FSLP datasets for DR

Citation Author(s):
Jincai
Huang
Submitted by:
Jincai Huang
Last updated:
Mon, 07/08/2024 - 15:58
DOI:
10.21227/9g0b-er61
License:
11 Views
Categories:
Keywords:
0
0 ratings - Please login to submit your rating.

Abstract 

BIOKG is a medical Knowledge Graph (KG) constructed using data from numerous biomedical data repositories. It encompasses various types of entities, including diseases, proteins, drugs, side effects, and protein functions. The KG consists of 51 types of directed relations that connect different pairs of entity types. These relations encompass diverse aspects such as drug-drug interactions (39 types), protein-protein interactions (8 types), as well as drug-protein, drug-side effect, and drug-protein function relations. This dataset serves as a valuable resource for both basic and biomedical machine learning research. From a biological perspective, it enables researchers to delve deeper into the understanding of human biology and make predictions that can guide future biomedical investigations. 
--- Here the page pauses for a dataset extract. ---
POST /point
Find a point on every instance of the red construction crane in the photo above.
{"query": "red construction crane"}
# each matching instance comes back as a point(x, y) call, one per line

 COVID19-One: To demonstrate the ability of our model to run on small-scale KGs, we follow a similar process to build another smaller dataset based on a public COVID-19 KG dataset (http://openkg.cn/dataset/covid-19-research). The knowledge graph contains 7 node types and 9 semantic relations. Among 9 kinds of relations, two of them are derived from genome-level knowledge databases.

Instructions: 

Xiong et al. have constructed datasets for one-shot learning, such as NELL-One and Wiki-One. However, there is no dataset available for testing in the medical domain. To address this gap, we went back to the original medical Knowledge Graphs (KGs) and randomly selected a subset of triplet relations to create one-shot task relations. The remaining relations are referred to as background relations, as the triples provide important background knowledge for matching entity pairs.